Não se esperava outra atitude do prefeito Cícero Lucena, pela sua própria experiência e pela notória sensibilidade para com os problemas sociais, especialmente para com as demandas das camadas mais carentes da população pessoense. Ao mesmo tempo, ficou evidenciada na campanha eleitoral a tomada de consciência por parte do candidato Cícero Lucena dos desafios de grande dimensão que terão que ser enfrentados com prioridade absoluta tão logo ele esteja investido novamente no comando da prefeitura, com ações focadas, preferencialmente, no combate à calamidade de Covid-19, cujos tentáculos ameaçam se expandir a olhos vistos – aliás, já estão se expandindo, como deixa claro quase todo santo dia o secretário de Saúde do Estado, doutor Geraldo Medeiros. Mesmo com o tempo extremamente curto para planejar soluções e recorrer a providências, Cícero não tem fugido das suas responsabilidades com vistas a criar um cinturão de proteção diante do perigo dos reflexos do coronavírus.

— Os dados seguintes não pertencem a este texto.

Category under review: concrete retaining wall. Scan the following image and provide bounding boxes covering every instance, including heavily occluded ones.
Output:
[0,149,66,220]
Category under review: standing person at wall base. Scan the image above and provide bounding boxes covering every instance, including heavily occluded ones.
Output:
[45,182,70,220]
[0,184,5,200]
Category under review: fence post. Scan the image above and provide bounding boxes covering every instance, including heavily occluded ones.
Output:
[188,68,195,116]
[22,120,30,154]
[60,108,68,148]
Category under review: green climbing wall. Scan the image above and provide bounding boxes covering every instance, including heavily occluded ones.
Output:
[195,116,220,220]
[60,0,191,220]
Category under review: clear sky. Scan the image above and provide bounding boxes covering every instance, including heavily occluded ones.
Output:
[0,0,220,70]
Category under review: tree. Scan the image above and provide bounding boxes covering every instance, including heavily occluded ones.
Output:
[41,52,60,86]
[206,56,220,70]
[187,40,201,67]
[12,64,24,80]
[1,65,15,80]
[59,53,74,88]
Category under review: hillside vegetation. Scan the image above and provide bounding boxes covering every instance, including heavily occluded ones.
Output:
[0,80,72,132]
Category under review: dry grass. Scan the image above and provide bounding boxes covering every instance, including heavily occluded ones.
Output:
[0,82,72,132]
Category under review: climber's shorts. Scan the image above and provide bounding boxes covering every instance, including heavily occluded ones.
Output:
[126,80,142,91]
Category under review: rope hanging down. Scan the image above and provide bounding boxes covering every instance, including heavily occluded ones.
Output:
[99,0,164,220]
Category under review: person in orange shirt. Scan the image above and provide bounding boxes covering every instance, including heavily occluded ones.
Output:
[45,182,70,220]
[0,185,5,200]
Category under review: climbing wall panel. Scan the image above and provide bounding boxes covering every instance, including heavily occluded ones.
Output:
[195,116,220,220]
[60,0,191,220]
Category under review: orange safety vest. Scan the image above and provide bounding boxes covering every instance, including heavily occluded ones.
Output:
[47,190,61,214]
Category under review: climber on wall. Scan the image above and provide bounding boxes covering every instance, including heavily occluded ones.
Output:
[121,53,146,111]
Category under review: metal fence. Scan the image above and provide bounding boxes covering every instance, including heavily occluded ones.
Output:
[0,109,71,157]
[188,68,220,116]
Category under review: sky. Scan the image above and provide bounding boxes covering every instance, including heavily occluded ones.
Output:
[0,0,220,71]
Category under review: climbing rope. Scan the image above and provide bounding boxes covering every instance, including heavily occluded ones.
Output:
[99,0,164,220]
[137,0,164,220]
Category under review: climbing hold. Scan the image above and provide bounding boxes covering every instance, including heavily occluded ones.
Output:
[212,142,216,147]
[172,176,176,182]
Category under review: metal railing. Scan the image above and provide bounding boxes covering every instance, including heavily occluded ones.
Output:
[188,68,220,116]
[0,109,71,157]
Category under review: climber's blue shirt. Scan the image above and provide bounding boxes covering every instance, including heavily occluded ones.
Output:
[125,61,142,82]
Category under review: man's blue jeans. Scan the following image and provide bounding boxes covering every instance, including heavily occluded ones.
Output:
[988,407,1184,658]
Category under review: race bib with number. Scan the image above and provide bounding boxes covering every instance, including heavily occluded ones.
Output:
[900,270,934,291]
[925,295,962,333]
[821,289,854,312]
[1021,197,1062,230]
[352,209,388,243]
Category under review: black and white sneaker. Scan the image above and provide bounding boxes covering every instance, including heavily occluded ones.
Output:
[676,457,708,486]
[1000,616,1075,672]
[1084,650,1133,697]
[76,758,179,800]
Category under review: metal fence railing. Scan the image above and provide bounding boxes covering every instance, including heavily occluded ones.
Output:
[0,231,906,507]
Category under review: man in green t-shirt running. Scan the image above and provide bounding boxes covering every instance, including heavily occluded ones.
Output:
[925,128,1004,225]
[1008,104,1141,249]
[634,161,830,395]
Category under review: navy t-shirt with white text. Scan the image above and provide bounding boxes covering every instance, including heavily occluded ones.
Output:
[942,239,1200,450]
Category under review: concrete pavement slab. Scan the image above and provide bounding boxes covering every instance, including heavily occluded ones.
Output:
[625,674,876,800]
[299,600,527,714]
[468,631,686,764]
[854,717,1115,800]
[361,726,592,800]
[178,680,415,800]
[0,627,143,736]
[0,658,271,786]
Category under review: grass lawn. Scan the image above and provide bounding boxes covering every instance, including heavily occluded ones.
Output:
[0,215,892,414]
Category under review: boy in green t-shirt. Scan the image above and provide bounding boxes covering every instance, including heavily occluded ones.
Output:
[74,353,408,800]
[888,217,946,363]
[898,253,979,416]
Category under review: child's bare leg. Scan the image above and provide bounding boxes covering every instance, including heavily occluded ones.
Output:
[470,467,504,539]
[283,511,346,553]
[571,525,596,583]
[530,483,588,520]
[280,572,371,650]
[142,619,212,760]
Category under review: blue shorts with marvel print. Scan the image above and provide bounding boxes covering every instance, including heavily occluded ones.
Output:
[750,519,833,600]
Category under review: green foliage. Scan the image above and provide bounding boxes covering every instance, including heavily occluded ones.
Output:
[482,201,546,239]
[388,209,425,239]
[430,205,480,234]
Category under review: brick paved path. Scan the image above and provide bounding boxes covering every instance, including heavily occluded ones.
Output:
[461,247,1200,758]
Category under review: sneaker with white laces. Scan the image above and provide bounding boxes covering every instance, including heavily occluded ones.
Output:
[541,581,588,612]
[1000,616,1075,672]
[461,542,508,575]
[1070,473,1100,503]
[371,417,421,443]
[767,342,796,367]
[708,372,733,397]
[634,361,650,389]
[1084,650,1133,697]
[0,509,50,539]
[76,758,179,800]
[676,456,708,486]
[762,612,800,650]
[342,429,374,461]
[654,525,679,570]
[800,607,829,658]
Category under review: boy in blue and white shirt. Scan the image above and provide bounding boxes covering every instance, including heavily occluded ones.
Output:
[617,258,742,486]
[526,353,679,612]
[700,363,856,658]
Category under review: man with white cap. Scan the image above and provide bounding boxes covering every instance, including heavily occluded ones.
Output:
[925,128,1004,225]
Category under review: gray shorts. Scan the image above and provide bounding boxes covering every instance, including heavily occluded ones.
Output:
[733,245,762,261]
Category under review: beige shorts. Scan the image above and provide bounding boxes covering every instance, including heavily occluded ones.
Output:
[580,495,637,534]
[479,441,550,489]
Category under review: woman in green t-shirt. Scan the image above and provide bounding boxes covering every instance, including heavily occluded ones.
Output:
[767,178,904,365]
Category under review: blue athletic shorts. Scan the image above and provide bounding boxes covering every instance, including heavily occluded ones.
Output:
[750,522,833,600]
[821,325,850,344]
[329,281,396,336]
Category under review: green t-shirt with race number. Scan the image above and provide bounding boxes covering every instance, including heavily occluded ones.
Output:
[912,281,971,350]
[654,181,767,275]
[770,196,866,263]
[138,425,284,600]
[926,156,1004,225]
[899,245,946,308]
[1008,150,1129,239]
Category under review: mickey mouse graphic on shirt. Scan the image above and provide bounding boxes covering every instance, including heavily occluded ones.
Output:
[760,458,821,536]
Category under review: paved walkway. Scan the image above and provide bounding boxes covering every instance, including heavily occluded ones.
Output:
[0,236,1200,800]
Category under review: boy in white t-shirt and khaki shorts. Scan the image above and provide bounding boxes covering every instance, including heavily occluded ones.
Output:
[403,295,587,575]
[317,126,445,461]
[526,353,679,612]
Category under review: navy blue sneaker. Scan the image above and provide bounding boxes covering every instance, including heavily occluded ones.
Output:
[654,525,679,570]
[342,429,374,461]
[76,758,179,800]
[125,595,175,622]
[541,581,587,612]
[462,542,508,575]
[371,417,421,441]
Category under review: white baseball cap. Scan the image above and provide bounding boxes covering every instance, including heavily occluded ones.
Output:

Um exemplo da ofensiva proativa do prefeito eleito foi a audiência que já manteve com o governador João Azevêdo no Palácio da Redenção para o debate de estratégias conjuntas de articulação que contribuam para o deslanche, a partir de janeiro, de um programa cada vez mais consistente, destinado a redobrar a ampliação de leitos hospitalares, de equipamentos de unidades de saúde e de agilidade no atendimento a pacientes vítimas da epidemia que assusta e intranquiliza a população como um todo, inclusive diante das dimensões graves que vem alcançando. Este é o foco correto que se espera e se exige do governante eleito – e há o consenso junto a segmentos da sociedade de que as medidas de enfrentamento prosseguirão com eficácia redobrada, favorecidas pelas lições recolhidas até agora na difícil cruzada de combate à Covid-19 e, sobretudo, na formulação de diretrizes para preparar João Pessoa e a Paraíba para os próximos passos, em que se inclui a vacinação em massa que se anuncia para o próximo ano.
Diante de questões tão urgentes e essenciais, soa inegavelmente intempestiva a orquestração movida por vereadores, alguns dos quais, inclusive, não foram reeleitos, aprovando reajustes, despesas e toda sorte de “jabutis” para a próxima legislatura. O aumento de vencimentos em causa própria é um desses jabutis, e terá sido idealizado para “amarrar” os votos de políticos normalmente apegados ao corporativismo e aos privilégios pessoais. É forçoso reconhecer, mas os remanescentes da atual legislatura estão prestando um desserviço à população da Capital com tais iniciativas absurdas. Antes mesmo que o prefeito eleito anunciasse recusa aos privilégios, a ONG Instituto Projeto Público acionou a Justiça com ação popular para revogar ato que fere frontalmente a Lei de Responsabilidade Fiscal. O Tribunal de Contas do Estado, por sua vez, alertou a Câmara sobre a ilegalidade do reajuste e pediu correção. Da parte de Cícero Lucena, há uma compreensão solar da gravidade do momento e, mais do que isso, há empatia, há solidariedade para com os que mais precisam nesta conjuntura tão problemática.